Avec l’aide d’entrepreneurs et d’économistes, nous lancerons la plus grande réforme de l’État depuis le Général de Gaulle. Pendant 5 ans nous abolirons tout ce qui vous détruit. 5 ans pour sauver définitivement votre pouvoir d’achat. 5 ans pour reconquérir la prospérité française. 5 ans pour démontrer qu’impossible n’est pas français. 5 ans qui marqueront à tout jamais notre histoire.

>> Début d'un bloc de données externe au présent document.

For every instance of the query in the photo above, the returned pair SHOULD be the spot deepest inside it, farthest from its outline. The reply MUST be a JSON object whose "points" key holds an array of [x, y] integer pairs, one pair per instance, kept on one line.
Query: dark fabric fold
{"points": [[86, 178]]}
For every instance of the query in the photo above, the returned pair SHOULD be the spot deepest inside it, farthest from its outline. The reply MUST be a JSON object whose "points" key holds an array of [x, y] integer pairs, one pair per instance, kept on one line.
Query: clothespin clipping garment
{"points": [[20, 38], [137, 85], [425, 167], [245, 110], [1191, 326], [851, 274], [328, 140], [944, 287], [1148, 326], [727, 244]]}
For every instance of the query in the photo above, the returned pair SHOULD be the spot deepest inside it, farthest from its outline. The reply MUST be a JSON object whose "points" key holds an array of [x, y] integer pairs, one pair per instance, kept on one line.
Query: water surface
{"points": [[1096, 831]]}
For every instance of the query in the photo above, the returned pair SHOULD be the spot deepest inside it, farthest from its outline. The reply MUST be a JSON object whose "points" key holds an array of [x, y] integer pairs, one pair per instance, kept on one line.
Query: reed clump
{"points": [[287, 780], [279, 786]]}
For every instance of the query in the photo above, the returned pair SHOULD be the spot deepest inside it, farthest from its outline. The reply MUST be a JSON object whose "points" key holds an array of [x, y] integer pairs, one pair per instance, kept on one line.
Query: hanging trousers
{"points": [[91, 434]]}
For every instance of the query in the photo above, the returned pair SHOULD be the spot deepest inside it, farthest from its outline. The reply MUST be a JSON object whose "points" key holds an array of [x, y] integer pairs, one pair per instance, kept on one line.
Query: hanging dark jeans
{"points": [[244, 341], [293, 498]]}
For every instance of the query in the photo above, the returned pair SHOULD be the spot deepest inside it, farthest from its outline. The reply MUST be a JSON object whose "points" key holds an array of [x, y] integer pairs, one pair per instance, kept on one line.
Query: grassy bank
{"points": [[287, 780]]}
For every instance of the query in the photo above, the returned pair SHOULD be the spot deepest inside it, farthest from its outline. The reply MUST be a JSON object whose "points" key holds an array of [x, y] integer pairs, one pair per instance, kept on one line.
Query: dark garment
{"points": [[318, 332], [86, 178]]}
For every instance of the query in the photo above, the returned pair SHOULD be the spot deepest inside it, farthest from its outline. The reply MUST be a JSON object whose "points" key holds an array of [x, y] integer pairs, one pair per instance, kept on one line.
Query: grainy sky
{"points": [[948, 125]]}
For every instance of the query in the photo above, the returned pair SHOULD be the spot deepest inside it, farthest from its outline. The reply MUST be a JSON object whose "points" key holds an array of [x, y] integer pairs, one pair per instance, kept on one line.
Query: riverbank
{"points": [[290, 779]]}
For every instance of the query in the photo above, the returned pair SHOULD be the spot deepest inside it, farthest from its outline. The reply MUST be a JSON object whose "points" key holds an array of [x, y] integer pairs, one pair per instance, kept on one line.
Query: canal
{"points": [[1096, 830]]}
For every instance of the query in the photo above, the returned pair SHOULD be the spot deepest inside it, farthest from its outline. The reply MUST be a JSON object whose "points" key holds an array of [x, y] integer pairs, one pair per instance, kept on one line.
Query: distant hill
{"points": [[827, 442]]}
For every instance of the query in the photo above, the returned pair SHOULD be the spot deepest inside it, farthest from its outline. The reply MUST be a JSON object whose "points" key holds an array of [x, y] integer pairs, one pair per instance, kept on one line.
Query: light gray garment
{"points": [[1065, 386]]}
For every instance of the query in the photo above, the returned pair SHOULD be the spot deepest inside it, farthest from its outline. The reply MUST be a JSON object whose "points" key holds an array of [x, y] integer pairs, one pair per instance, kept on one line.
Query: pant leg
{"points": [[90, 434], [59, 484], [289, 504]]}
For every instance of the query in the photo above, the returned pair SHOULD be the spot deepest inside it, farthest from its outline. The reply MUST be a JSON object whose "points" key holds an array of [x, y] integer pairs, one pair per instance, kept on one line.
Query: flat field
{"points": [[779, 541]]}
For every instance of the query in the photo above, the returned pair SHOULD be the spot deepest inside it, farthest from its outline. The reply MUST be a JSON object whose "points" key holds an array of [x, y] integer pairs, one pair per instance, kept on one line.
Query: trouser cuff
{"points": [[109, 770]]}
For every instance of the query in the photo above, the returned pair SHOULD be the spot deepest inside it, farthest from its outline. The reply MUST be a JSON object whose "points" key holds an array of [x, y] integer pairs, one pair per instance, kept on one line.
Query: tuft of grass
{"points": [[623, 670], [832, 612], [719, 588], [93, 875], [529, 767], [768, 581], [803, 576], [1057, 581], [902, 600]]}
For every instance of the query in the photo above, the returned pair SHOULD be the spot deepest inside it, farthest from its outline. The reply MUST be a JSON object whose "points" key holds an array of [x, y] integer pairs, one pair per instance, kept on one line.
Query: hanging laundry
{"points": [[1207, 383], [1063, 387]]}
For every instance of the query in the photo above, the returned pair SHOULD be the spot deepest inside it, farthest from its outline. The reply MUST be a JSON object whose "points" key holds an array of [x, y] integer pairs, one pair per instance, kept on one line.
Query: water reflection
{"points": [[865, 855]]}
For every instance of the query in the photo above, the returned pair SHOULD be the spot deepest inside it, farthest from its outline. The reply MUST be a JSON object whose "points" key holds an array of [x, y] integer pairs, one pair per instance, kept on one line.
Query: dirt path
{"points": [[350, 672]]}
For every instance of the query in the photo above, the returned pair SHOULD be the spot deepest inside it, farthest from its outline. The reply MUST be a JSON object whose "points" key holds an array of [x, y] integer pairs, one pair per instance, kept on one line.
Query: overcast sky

Nous serons d’une sévérité absolue, dans nos diagnostics comme dans nos décisions. Et les fonctionnaires utiles, dévoués, intègres, et ils sont innombrables, pourront enfin accomplir leurs missions. Car ils sont, je tiens à le dire, eux aussi, les victimes de la bureaucratie. Elle les plombe, elle les noie. Sans elle, ils seront aimés par le peuple, parce qu’ils seront plus disponibles et efficaces que jamais. Ils seront fiers et nous serons fiers d’eux.

Chers amis, pour conclure sur ce grave sujet, méfiez-vous des candidats qui vous disent qu’il suffira d’un « choc de simplification » pour régler le problème. S’ils prennent le pouvoir, il n’y aura pas de simplification parce qu’il n’y aura pas de choc. Non, ils ne toucheront pas à la bureaucratie, parce qu’ils en viennent et parce qu’elle est leur meilleure alliée ! Le « choc de simplification » de Valérie Pécresse, c’est la reprise d’une idée de François Hollande, c’est une idée de bureaucrates !

La fin de la bureaucratie, la fin des dépenses inutiles, ce n’est pas une ligne dans un programme électoral, c’est la méthode de tout mon quinquennat !

Parmi ces dépenses folles mes amis, vous le savez, tous les Français le savent… il y a le financement de l’immigration ! Oui mes amis, sauver le pouvoir d’achat des Français, c’est également arrêter de financer l’immigration sur votre dos. C’est arrêter de dilapider l’argent pris dans vos poches même quand elles sont vides, pour nourrir le monde entier !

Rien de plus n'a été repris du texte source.